Und sonst? Man gibt gediegene Erklärungen heraus: „Römische Verträge sind Anker von Frieden, Freiheit und Demokratie in Europa“. Man fordert „individuelle Schadensanalysen“, um herauszufinden, welche Sportvereine welchen Schaden erlitten habe, als die Sporthallen genutzt wurden, um Flüchtlinge unterzubringen. Das ist die Art von politischem Handwerk, die schon auf dem Vorplatz des Abgeordnetenhauses kaum noch jemanden interessiert.
Sicher: Die Berliner CDU würde sich unglaubwürdig machen, wenn sie jetzt auf Distanz zu allem ginge, das sie in den Jahren 2011 bis 2016 mitgewollt und mitentschieden hat: Tegel, BER, die öffentliche Sicherheit vom Görlitzer Park bis zum Alexanderplatz. Und in der Berliner CDU wissen sie, dass Zeit vergehen muss, bis man mit neuen Vorschlägen glänzen kann; Zeit, in der die Leute die wenig eindrucksvolle Leistung des rot-schwarzen Senats vergessen. Es wäre jetzt also Zeit, um die Partei innerlich frisch zu machen und sie sozusagen der Berliner Bevölkerungsentwicklung anzupassen.

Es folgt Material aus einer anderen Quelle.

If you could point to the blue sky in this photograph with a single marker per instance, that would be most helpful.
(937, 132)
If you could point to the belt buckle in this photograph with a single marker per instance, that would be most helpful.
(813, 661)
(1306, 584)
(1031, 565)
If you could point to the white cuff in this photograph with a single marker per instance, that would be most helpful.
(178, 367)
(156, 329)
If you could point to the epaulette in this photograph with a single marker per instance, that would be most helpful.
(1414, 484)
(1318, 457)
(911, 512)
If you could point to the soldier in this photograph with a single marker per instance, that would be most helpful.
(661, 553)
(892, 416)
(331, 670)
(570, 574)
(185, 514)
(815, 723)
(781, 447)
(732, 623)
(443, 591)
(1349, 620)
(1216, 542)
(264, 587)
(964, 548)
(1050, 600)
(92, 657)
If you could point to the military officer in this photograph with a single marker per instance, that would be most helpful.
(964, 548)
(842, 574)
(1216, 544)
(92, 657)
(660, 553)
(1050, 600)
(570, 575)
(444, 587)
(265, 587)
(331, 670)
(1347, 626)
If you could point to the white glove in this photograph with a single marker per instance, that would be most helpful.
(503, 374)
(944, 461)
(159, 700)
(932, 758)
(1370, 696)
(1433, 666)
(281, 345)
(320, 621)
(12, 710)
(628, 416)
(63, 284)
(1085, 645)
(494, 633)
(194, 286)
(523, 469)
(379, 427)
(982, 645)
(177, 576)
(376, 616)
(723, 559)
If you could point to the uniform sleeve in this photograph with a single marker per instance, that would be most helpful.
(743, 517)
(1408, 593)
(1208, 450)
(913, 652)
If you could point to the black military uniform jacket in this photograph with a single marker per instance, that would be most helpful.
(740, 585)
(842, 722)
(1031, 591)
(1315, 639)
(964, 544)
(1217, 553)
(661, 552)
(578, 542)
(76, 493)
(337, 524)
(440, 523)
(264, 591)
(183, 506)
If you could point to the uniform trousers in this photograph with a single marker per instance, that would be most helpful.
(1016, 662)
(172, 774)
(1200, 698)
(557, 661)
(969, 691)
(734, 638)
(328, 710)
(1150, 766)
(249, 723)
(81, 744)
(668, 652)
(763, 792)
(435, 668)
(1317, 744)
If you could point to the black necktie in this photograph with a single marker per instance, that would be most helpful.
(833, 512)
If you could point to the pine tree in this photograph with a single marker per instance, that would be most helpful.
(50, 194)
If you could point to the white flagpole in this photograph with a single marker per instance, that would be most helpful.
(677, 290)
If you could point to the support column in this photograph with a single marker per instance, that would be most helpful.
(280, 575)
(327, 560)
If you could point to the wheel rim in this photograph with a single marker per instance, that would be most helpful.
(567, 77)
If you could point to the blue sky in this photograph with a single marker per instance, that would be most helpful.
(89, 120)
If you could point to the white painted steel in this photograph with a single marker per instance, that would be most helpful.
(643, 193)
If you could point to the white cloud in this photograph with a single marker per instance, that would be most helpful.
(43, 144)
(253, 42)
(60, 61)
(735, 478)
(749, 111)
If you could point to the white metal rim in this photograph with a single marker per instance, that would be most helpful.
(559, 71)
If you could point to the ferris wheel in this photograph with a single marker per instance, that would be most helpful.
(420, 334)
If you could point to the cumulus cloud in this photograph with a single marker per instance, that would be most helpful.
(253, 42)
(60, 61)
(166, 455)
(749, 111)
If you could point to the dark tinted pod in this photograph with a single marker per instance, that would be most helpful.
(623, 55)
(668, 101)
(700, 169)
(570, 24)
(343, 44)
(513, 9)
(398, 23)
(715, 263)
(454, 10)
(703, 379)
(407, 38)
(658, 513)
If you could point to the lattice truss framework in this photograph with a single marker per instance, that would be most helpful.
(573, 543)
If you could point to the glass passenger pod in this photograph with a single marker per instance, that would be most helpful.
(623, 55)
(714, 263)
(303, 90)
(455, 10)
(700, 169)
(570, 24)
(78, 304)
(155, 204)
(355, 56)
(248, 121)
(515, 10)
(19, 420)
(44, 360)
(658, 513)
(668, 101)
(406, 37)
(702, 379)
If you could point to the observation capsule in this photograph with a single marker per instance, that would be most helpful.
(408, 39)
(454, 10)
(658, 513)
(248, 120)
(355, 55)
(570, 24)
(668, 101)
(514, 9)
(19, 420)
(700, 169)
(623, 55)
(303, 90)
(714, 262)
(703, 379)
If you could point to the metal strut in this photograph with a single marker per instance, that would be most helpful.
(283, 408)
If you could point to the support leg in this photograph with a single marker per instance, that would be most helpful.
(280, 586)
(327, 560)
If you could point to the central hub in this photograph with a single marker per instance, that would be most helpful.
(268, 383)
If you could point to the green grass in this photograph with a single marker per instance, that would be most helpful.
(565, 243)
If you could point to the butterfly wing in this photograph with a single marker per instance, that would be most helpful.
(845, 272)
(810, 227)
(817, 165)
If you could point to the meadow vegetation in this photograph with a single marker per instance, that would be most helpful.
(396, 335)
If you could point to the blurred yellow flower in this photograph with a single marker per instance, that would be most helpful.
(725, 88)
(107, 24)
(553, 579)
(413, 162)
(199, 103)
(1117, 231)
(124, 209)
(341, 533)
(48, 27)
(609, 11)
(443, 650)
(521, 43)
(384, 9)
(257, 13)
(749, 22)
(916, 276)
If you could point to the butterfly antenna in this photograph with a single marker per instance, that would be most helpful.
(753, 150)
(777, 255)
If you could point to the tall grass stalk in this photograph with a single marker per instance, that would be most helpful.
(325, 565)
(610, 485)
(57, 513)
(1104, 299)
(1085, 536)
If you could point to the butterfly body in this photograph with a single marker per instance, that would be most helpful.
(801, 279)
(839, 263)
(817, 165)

Zu sehen ist gerade nur: Selbstgefälligkeit
Doch was die Funktionäre der Partei in den vergangenen Wochen gemacht haben, weist in eine andere Richtung: Dekonstruktion in der Opposition. Die Disziplinlosigkeit, mit der wichtige Leute in der Partei die Henkel-Nachfolgerin Monika Grütters in halb öffentlichen Äußerungen kurz vor dem Parteitag für die Aufstellung der Bundestagsliste beschädigt haben, erinnert an die Zeit der Dauer-Opposition 2001 bis 2011. Die Außenwirkung des Machtkampfs in der Südwest-CDU war fatal und wird wohl Folgen bis in die heiße Wahlkampfphase haben.
Nichts ist zu spüren von einer Öffnung für die nicht wenigen bürgerlichen Neu-Berliner mit politischen Interesse. Wer etwas übrig haben könnte für die Berliner CDU, hat jetzt eine Partei erlebt, deren Funktionären es um sich selbst geht. Selbstgefälligkeit aber garantiert vor allem lange Phasen der Opposition.